According to him, Liberia's history will not be totally completed if these war perpetrators are not giving their days in court.

"There is no perfect timing for the war crimes court. I don't care how much you delay it. For now, it is needed most often to the extent that most of these people who took part in the war are fading away and there will be no time to know their part of the story. It is from the war crimes court-those assertions that are made from these hearings- that people build up history for the country".

Representative Koon observed that most of those who are afraid for the court to be established in Liberia are citizens who committed atrocities.

He made specific reference to the former notorious leader of the Independent National Patriotic Front of Liberia (INPFL) rebel group, Senator Prince Y. Johnson of Nimba County.

The INPFL, under the command of Senator Johnson, captured, tortured and brutally killed ex-Liberian President Samuel K. Doe on September 9, 1990.

"People are afraid of war crimes court because they feel that they committed atrocities and they are the target; no. Like for Honorable Prince Johnson (Senator of Nimba County)-who whenever he hears about war crimes court-he (Johnson) gets so irritated. Prince Johnson's reliance that the war crimes court will not take place in Liberia is the fact that, he's looking at Article 97 and the Amnesty Law that was passed by the 51st National Legislature", Representative Koon stated.

The vow

Representative Koon emphasized that the Amnesty Act remains a major obstacle to the establishment of a War and Economic Crimes Court in Liberia.

Until the Act is repealed and Article 97 suspended, he added that, the court cannot be established to ensure that war crimes perpetrators do not go with impunity.

"That (Amnesty) Act exonerates all those who took part in war from the 1980s to 2003. One of the things I am going to proffer these few days is to make sure we repeal that Act. If we do not repeal it, it is an obstacle to establishing the war crimes court and the issue of Article 97 can be suspended also".

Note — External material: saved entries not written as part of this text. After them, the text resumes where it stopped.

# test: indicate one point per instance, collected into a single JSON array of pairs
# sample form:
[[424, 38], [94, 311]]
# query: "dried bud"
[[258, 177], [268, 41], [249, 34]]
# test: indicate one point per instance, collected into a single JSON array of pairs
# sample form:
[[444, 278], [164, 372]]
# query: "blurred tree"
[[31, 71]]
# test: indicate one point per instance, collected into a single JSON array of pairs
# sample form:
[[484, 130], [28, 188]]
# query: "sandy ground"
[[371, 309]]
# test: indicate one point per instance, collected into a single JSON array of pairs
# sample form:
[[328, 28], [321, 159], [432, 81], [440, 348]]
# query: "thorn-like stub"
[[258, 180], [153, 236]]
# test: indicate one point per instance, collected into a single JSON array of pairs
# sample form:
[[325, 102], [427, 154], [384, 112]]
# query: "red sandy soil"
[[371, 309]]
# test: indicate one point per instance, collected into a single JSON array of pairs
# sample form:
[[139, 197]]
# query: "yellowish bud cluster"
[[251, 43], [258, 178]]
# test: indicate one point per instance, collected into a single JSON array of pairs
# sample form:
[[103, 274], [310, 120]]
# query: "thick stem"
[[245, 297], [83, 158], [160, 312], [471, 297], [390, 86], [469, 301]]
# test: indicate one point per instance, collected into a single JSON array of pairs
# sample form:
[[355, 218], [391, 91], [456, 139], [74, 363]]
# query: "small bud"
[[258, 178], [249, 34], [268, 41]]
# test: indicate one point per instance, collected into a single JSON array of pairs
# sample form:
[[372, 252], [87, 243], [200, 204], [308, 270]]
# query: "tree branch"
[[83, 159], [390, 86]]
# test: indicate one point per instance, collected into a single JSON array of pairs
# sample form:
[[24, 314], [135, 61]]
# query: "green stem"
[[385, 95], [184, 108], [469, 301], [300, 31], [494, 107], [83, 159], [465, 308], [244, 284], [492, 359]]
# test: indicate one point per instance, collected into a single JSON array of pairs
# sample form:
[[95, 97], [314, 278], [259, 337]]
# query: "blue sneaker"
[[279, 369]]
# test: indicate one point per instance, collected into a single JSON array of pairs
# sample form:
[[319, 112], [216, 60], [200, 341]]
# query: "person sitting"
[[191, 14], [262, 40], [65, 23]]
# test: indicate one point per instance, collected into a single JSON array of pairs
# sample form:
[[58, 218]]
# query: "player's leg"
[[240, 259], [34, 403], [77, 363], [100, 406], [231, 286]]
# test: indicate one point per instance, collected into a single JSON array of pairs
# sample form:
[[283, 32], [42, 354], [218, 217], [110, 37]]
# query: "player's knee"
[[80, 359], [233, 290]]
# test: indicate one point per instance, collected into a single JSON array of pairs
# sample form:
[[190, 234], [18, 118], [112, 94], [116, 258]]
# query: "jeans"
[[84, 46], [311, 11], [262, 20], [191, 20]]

Article 97 of the 1986 Liberian Constitution states that:

No executive, legislative, judicial or administrative action taken by the People's Redemption Council or by any persons, whether military or civilian, in the name of that Council pursuant to any of its decrees shall be questioned in any proceedings whatsoever; and, accordingly, it shall not be lawful for any court or other tribunal to make any order or grant any remedy or relief in respect or any such act. B) No court or other tribunal shall entertain any action whatsoever instituted against the Government of Liberia, whether before or after the coming into force of this Constitution or against any person or persons who assisted in any manner whatsoever in bringing about the change of Government of Liberia on the 12th day of April, 1980, in respect of any act or commission relating to or consequent upon: (i) The overthrow of the government in power in Liberia before the establishment of the government of the People's Redemption Council; (ii) The suspension of the Constitution of Liberia of July 26, 1847; (iii) The establishment, functioning and other organs established by the People's Redemption Council; (iv) The imposition of any penalties, including the death penalty, or the confiscation of any property by or under the authority of the People's Redemption Council under a decree made by the Council in pursuance of but not limited to the measures undertaken by the Council to punish persons guilty of crimes and malpractices to the detriment of the Liberian nation, the people, the economy, or the public interest; and (v) The establishment of this Constitution".

Finance not the problem

Representative Koon noted that Liberia and its citizens should not see the issue of galvanizing the necessary financial resources as an obstacle towards the formation of the court in the country.